One of our customers wants to get an additional, lower bandwidth IP
connection (to be used in conjunction with a low TTL, server monitoring
DNS server) as a cheapish way of ensuring that the site is reasonably
available in the event of bandwidth provider breakage.
The setup is currently using LVS NAT in a standard configuration, e.g.:
ipvsadm -A -t website_ip:80 -s rr
ipvsadm -a -t website_ip:80 -r rs1:80 -m
ipvsadm -a -t website_ip:80 -r rs2:80 -m
...
where website_ip = the external ip address of the service, and the ip
addresses of the real servers are assigned from private ip space.
My idea was to simply add the extra ip addresses in as separate load
balanced services, and then use something like:
ip rule from backup_ip table backup_route
ip route add default backup_gw table backup_route
This works fine for non-LVS services (and I can therefore provide a
straightforward NAT service without redundancy), but with LVS services
the traffic is pushed straight down the default route. I'm guessing
that this is because the packets are routed before the NAT happens. A
few questions:
- Am I right therefore in thinking that this would work with LVS/DR?
- Can anyone think of another method of using LVS-NAT to get these
packets to take the right route?
Digging around a little I thought that the old antefacto patches might
sort this out, and in fact, they do. However, they are unfortunately
unstable (in testing, they seemed fine, but with real traffic the box
just drops off the network, presumably with a kernel oops that I can't
see as it is in some hosting centre miles away). Reading those a bit
further, there is a particular section that would seem to be just what I
want:
/*
* It is hooked at the NF_IP_FORWARD chain, used only for VS/NAT.

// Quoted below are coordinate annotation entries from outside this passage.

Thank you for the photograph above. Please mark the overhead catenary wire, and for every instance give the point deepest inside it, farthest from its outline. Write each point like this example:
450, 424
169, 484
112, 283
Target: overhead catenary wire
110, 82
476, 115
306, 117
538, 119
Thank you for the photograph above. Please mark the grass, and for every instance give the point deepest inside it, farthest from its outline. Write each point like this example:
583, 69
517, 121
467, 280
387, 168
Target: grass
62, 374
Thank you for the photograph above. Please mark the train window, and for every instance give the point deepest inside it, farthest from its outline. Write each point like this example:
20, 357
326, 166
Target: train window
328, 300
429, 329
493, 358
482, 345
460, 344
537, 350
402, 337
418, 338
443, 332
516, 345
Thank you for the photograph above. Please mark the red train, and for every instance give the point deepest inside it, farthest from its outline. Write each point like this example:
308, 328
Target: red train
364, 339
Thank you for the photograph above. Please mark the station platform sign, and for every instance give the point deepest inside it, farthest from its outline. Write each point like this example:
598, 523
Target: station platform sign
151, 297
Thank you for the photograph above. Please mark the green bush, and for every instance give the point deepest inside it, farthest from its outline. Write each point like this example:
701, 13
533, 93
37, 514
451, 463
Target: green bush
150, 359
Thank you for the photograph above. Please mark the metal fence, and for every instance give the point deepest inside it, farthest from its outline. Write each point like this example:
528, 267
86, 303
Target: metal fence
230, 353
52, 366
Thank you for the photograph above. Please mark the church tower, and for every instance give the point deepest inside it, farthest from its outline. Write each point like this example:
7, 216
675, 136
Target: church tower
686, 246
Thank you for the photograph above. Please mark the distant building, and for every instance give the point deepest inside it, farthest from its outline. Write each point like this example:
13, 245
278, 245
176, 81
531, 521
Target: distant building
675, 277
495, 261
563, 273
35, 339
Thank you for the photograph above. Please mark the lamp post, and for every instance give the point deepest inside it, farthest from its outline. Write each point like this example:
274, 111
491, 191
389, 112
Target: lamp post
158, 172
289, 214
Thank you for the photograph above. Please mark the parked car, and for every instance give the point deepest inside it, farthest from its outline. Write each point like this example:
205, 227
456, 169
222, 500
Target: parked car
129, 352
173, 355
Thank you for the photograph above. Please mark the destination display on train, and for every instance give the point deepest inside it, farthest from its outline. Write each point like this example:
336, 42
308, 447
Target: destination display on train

@@ -642,6 +686,7 @@ static unsigned int ip_vs_out(unsigned i
struct ip_vs_conn *cp;
int size;
int ihl;
+ int retval;
EnterFunction(11);
@@ -809,8 +854,20 @@ static unsigned int ip_vs_out(unsigned i
skb->nfcache |= NFC_IPVS_PROPERTY;
+ /* For policy routing, packets originating from this
+ * machine itself may be routed differently to packets
+ * passing through. We want this packet to be routed as
+ * if it came from this machine itself. So re-compute
+ * the routing information.
+ */
+ if (route_me_harder(skb) == 0)
+ retval = NF_ACCEPT;
+ else
+ /* No route available; what can we do? */
+ retval = NF_DROP;
+
LeaveFunction(11);
- return NF_ACCEPT;
+ return retval;
}
I believe that this is just rerouting the packet after the NAT rewrite
has taken place. Can any kernel experts see any problems with this
approach? Should I apply the same change to ip_vs_out_icmp?
Thanks,
Mark
The route function is:
+/* This code stolen from ip_nat_standalone.c, as is the
+ * following comment:
+ *
+ * FIXME: change in oif may mean change in hh_len. Check and realloc
+ * --RR
+ * (
+ * note from Joe: function name retained for compatibility with Rusty's
code
+ * - in recent kernels has been moved to a different file and called
ip_route_me_harder()
+ * )
+ */
+static int
+route_me_harder(struct sk_buff *skb)
+{
+ struct iphdr *iph = skb->nh.iph;
+ struct rtable *rt;
+ struct rt_key key = { dst:iph->daddr,
+ src:iph->saddr,
+ oif:skb->sk ? skb->sk->bound_dev_if : 0,
+ tos:RT_TOS(iph->tos)|RTO_CONN,
+#ifdef CONFIG_IP_ROUTE_FWMARK
+ fwmark:skb->nfmark
+#endif
+ };
+
+ /* Note that ip_route_output_key() makes routing
+ * decisions assuming that the packet has originated
+ * from this machine itself. This is the correct
+ * behaviour for our case.
+ */
+ if (ip_route_output_key(&rt, &key) != 0) {
+ printk("route_me_harder(): No more route.\n");
+ return -EINVAL;
+ }
+
+ /* Drop old route. */
+ dst_release(skb->dst);
+
+ skb->dst = &rt->u.dst;
+ return 0;
+}
+
|